On March 15, 2017, New Mexico's Senate passed H.B. 15, which would create the state's first data breach notification law. New Mexico is currently one of only three states (including Alabama and South Dakota) without a data breach notification law. The bill passed New Mexico's House in February and will now be sent to the governor to sign into law.

If signed, the bill would require companies that own or license data containing the personal identifying information ("PII") of New Mexico residents to notify those residents whose PII the company reasonably believes was subject to a security breach within 45 calendar days of discovering the breach. The company also would have to notify the New Mexico attorney general and consumer reporting agencies within 45 calendar days if more than 1,000 residents are affected in a single security breach. The bill would not require notification if there is no significant risk of identity theft or fraud.

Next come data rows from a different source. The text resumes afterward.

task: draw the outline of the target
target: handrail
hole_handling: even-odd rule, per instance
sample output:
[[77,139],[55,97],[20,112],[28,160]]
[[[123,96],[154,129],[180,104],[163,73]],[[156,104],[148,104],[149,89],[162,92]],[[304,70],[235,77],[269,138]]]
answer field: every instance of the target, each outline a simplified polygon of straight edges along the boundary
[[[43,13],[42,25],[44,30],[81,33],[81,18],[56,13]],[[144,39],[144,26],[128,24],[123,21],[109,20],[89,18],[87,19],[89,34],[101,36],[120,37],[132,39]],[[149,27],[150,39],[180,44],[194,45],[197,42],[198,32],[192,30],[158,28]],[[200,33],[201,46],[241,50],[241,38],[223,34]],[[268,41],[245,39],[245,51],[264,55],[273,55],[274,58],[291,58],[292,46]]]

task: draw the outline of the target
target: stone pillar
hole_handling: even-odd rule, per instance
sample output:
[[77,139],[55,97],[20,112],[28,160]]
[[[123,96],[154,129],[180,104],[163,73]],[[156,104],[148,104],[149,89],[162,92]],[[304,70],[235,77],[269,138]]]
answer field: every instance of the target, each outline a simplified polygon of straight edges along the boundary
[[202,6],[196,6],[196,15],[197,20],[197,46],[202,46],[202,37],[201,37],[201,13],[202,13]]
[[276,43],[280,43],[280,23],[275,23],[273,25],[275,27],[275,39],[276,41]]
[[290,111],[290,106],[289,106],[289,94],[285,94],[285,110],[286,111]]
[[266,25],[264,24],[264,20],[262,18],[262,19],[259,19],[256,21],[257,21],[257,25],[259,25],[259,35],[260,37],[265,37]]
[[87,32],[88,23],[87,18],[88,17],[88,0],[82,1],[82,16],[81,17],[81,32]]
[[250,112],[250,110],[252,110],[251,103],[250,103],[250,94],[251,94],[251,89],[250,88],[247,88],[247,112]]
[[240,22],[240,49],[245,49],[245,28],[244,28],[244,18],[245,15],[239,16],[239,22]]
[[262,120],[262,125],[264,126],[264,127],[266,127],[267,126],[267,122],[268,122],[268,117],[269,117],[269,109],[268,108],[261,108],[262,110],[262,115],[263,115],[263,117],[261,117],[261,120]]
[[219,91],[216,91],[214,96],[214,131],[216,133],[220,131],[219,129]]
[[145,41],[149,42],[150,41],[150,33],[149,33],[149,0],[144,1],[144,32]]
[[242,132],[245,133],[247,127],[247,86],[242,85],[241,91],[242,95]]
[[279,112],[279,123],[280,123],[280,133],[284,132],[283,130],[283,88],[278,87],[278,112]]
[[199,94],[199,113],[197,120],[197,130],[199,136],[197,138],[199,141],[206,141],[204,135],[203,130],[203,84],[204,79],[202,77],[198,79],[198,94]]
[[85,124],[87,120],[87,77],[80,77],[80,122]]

Consistent with a growing number of states that now include biometric data within state law definitions of PII, the bill defines PII as unencrypted data containing the individual's name in combination with a social security number, driver's license number, government-issued identification number, account number, credit or debit card number, or biometric data.

The bill would require companies generally to maintain reasonable security procedures and practices for storing and properly disposing of PII. As such, the bill brings New Mexico in line with those states that have legislated both general data protection obligations as well as a breach notification obligation.

The bill would permit the New Mexico attorney general to impose civil penalties for knowing or reckless violations of the law in an amount of the greater of $25,000, or $10 per instance of failed notification up to $150,000.

Despite legislative efforts, there is no single federal breach notification law. Companies are subject to the laws of 47—and now potentially 48—states, and D.C., Guam, Puerto Rico, and the Virgin Islands. Expanding definitions of PII, encryption safe harbor modifications, and other developing issues across existing state data protection and breach notification laws bear careful scrutiny.